The Recounting of Night Time: an old 70s German film seen in a new guise

Fossil Aerosol Mining Project, The Recounting of Night Time, Afterdays Media / The Helen Scarsdale Agency, CD ADM22 (2018)

While this recording sounds bizarre at times and is quite rambling, it has a very comforting feel as it fossicks through the remains of throwaway Western consumerist culture that has piled up over the decades as our societies continue to pursue never-ending quests for fulfillment that turns out to be fleeting, shallow and tawdry, leaving all it chews through in the dust behind. For the past thirty or so years, the people behind Fossil Aerosol Mining Project have quietly and patiently trawled through the detritus of the past to find and reassemble found sounds into works that suggest alternate histories of past popular culture that may have co-existed with ours in parallel dimensions. What the aim of recreating an alternate, fictional past might be, I can only guess at wildly: perhaps it is to remind us of what possibilities and opportunities existed at the time that the original sounds were created, that were never taken and might be lost to us forever or might still be beckoning us and reminding us that they still exist for the taking.

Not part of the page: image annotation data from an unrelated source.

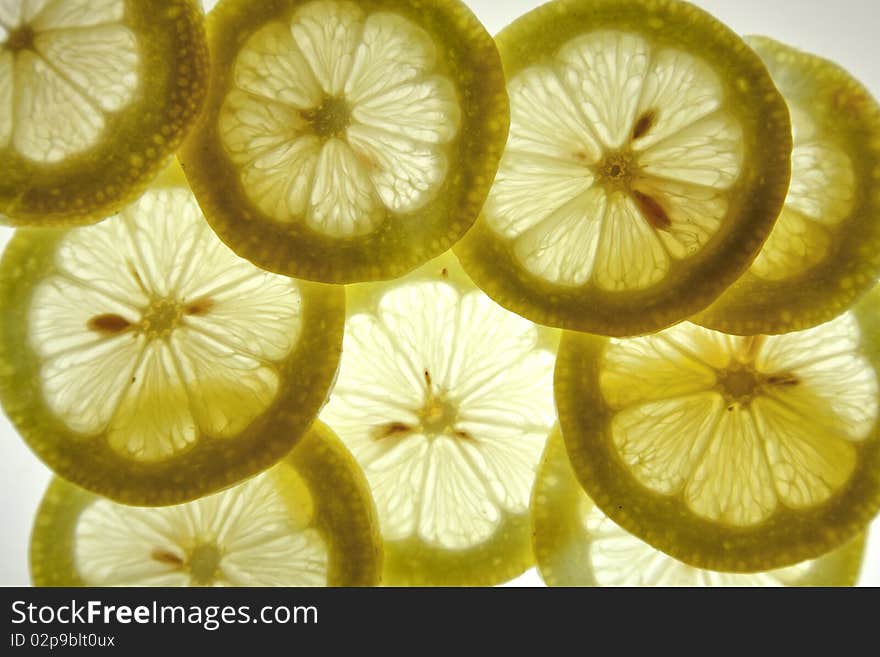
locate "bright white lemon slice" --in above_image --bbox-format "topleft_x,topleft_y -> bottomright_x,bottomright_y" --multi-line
0,161 -> 344,505
321,254 -> 558,586
31,425 -> 382,586
0,0 -> 208,226
181,0 -> 508,282
556,290 -> 880,571
697,37 -> 880,334
456,0 -> 791,336
531,431 -> 865,587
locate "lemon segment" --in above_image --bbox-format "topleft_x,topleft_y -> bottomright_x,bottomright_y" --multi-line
0,161 -> 344,504
321,254 -> 558,585
696,37 -> 880,335
0,0 -> 207,226
531,431 -> 865,587
455,0 -> 791,336
31,426 -> 381,586
181,0 -> 508,282
556,284 -> 880,571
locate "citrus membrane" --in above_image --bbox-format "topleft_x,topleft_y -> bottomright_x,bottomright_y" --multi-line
0,0 -> 208,226
321,253 -> 558,586
31,423 -> 382,586
456,0 -> 791,336
696,37 -> 880,334
181,0 -> 508,283
531,431 -> 865,586
555,290 -> 880,572
0,161 -> 344,505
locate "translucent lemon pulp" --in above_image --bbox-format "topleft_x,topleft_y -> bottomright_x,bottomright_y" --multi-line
531,431 -> 865,587
0,0 -> 208,226
0,164 -> 343,503
181,0 -> 508,282
31,426 -> 381,586
556,284 -> 880,571
321,255 -> 555,584
456,0 -> 791,335
696,37 -> 880,335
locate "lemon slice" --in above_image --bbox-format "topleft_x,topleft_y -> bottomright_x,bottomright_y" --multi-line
456,0 -> 791,336
555,289 -> 880,571
696,37 -> 880,335
181,0 -> 508,283
0,0 -> 208,226
531,431 -> 865,586
31,424 -> 382,586
321,254 -> 558,586
0,161 -> 344,505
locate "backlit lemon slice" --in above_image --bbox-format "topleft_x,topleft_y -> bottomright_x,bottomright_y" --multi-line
0,0 -> 208,226
556,290 -> 880,571
532,431 -> 865,586
697,37 -> 880,334
456,0 -> 791,336
321,254 -> 558,586
31,424 -> 382,586
181,0 -> 508,282
0,161 -> 344,505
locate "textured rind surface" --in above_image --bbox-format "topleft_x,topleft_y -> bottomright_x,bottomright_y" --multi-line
346,252 -> 559,586
531,430 -> 866,587
455,0 -> 792,336
30,422 -> 382,586
694,37 -> 880,335
179,0 -> 509,283
0,167 -> 345,506
0,0 -> 210,227
554,288 -> 880,572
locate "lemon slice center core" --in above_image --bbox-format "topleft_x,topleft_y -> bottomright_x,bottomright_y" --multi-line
718,366 -> 759,403
188,543 -> 223,584
303,96 -> 351,141
596,149 -> 637,193
3,25 -> 36,53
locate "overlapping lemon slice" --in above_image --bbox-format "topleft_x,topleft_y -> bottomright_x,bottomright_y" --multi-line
531,431 -> 865,586
0,161 -> 344,505
697,37 -> 880,335
456,0 -> 791,336
181,0 -> 508,282
321,254 -> 558,586
555,290 -> 880,571
31,423 -> 382,586
0,0 -> 208,226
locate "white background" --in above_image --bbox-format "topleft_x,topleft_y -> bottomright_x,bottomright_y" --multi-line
0,0 -> 880,586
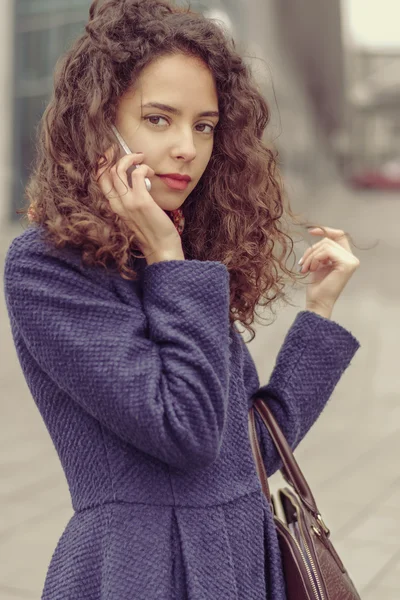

For this recording, these sonic miners and archaeologists have used as their source material an old movie from 1970s-era German gothic cinema, culling material from old VHS tapes and a screening of the film at a decrepit movie theatre in St Louis, Missouri, made in the 1980s. It starts off with old scratchy violin string sounds and from there, the treated sounds of that instrument subsume the original creaky sighs and whines, and morph into a monster entity that far exceeds its parent source. The result takes us deep into a dreamy world of lost memories and nostalgia, of folk music genres long since forgotten (and the people who created them, also now disappeared) and of the atmospheres, moods, smells (even if a bit gamey and stinking of decay) and emotions they evoke. Voices from the past appear in fragments, as if trying to contact us and let us know of their continuing existence in another universe.

Listening to this work, I find myself drawn into this hazy, foggy world where video tracking glitchy noises, once so banal, acquire surprisingly significant meaning: something oddly reassuring, that whatever becomes of our cultures, the debris that has been left over is still waiting patiently for our return.